Injured diver calls for tougher skipper ticket

Geoff Beacroft recovers at home after his three-week stint in hospital.

MEDICAL experts warned 10 years ago that WA would face more boating accidents like one that recently cost local free diver Geoff Beacroft one of his fingers. 

Mr Beacroft was diving in Cockburn Sound with close friend Ron Pitcher on March 26 at around 8.30am.
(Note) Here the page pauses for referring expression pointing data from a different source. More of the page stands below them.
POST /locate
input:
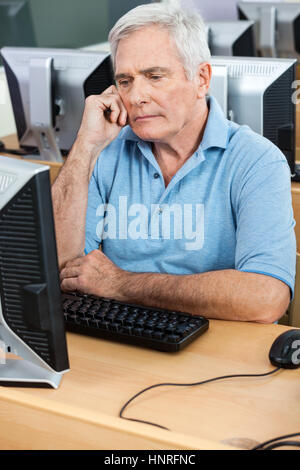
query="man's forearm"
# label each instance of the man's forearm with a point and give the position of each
(69, 196)
(226, 294)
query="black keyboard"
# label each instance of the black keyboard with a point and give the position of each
(154, 328)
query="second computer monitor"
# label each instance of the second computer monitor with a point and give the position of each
(260, 96)
(277, 27)
(234, 38)
(48, 88)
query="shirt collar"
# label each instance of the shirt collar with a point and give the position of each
(216, 131)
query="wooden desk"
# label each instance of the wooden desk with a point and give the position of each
(83, 412)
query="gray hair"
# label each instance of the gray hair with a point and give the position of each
(185, 27)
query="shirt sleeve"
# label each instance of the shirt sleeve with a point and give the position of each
(265, 233)
(94, 209)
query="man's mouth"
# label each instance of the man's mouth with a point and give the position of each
(145, 117)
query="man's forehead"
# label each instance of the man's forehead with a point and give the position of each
(150, 46)
(148, 70)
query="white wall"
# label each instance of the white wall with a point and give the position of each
(7, 121)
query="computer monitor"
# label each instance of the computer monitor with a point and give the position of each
(31, 318)
(260, 95)
(48, 88)
(234, 38)
(277, 27)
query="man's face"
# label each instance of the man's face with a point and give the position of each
(159, 99)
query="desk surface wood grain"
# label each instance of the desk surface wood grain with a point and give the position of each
(83, 412)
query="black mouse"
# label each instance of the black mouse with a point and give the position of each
(285, 351)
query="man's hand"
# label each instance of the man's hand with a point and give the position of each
(93, 274)
(103, 118)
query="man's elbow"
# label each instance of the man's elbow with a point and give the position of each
(275, 306)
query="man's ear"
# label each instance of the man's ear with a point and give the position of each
(203, 78)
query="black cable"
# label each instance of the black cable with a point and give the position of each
(282, 444)
(263, 444)
(184, 385)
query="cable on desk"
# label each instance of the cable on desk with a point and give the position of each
(272, 444)
(185, 385)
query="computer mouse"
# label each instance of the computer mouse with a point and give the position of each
(285, 351)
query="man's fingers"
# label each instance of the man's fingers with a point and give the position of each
(69, 272)
(70, 284)
(113, 109)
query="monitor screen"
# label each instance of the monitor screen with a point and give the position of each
(31, 318)
(48, 88)
(260, 95)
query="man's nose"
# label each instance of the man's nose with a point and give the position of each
(139, 93)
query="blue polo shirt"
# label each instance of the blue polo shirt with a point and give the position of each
(228, 207)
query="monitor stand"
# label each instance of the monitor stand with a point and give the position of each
(29, 370)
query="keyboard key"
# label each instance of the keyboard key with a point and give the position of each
(152, 328)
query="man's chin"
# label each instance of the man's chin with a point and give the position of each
(153, 134)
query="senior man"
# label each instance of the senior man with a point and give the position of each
(191, 211)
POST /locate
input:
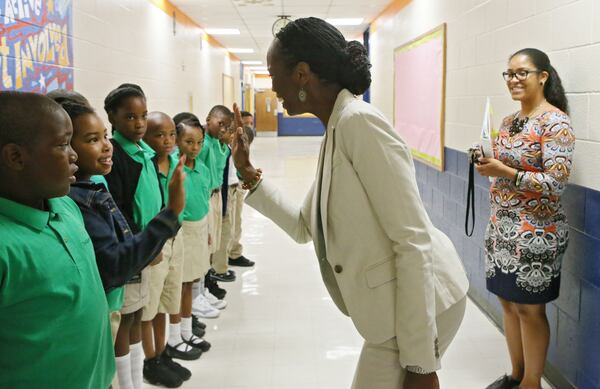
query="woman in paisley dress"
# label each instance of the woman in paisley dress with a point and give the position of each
(528, 231)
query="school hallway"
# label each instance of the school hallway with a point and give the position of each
(281, 330)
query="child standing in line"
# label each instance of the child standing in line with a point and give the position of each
(190, 137)
(134, 185)
(54, 327)
(166, 277)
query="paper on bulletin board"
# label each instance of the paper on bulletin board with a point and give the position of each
(419, 87)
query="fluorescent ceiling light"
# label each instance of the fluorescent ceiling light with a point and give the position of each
(222, 31)
(241, 51)
(346, 21)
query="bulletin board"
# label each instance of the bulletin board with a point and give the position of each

After 30 minutes in the water a speedboat ran him over, severing three fingers of his right hand, breaking one of his legs and leaving him with deep lacerations and a three-week stay at Royal Perth Hospital.

The skipper of the vessel claimed not to have seen the blue and white “diver-down” flag attached to Mr Beacroft, despite relatively calm conditions. 

There were a half-dozen boats off Woodman Point while the pair were diving, and Mr Beacroft says at least one other had a diving flag in the water at the same time.


Mr Beacroft, who had two of his fingers re-attached during six bouts of surgery, reckons the skipper was going too fast and too close to the diving boats.

It highlighted need for improved safety awareness on the water as the number of new skippers and vessels had increased significantly since early 2020 when Covid-19 scuttled all overseas travel plans. 

A decade ago, a report in the Medical Journal of Australia highlighted the traumatic injuries from boating and small watercraft activities, the authors arguing for more awareness campaigns about the risks and a need for safer products on the market, including propeller guards.

 “There has been little progress in the design of safety features for power boats in recent years,” the article noted.

“[Propeller guards] are still a relatively unknown idea in Australia, and some retailers suggest that uptake may not be universal among new boat owners.” They cite concerns from a local retailer that the loss of speed would be a deterrent.

“Currently, there is little coverage of this issue in the Australian literature.”

Messrs Beacroft and Pitcher have been free diving together for 43 years, and both have had close calls in the past. Several close friends in the WA Undersea Club have also been injured. 

They say maritime safety in Perth waters needs overhauling and want more training and refresher courses before a recreational skipper’s ticket is issued.  They say many skippers “don’t recognise the diver down flag”. 

They also want restrictions over the size of boats that new skippers can operate.

“It is far too easy to get an RST,” Mr Beacroft said, adding it took almost no experience and the test only took 40 minutes. He reckons there are near misses on “just about every dive”. 


He said following his dreadful experience, he wanted to make it is his life mission to improve waterway safety.

Mr Pitcher has also questioned the colours of the diver-down flag, saying its white and blue swallowtail burgee might not stand out enough against blue water.

As scuba diving emerged as a recreational past time in the 1950s, Michigan dive store owner Denzel Dockery invented a red flag with a white stripe as a warning for other boaters. It’s popularity took off and the design even made its way down under where it was adopted for a while by NSW.

But the British ministry of transport had other ideas, declaring the antipodeans had to adopt two flags (representing the letters D and H in the nautical flag system) because they were already known internationally.

But just to be sure, they also recommended the American design also be attached to a float nearby.

The whole situation was confusing, but it lasted almost a decade until the Intergovernmental Maritime Consultative Organisation adopted a new International Code of Signals in 1969 with the now familiar blue and white design of Flag A.

The Herald contacted the Department of Transport’s marine division for a response.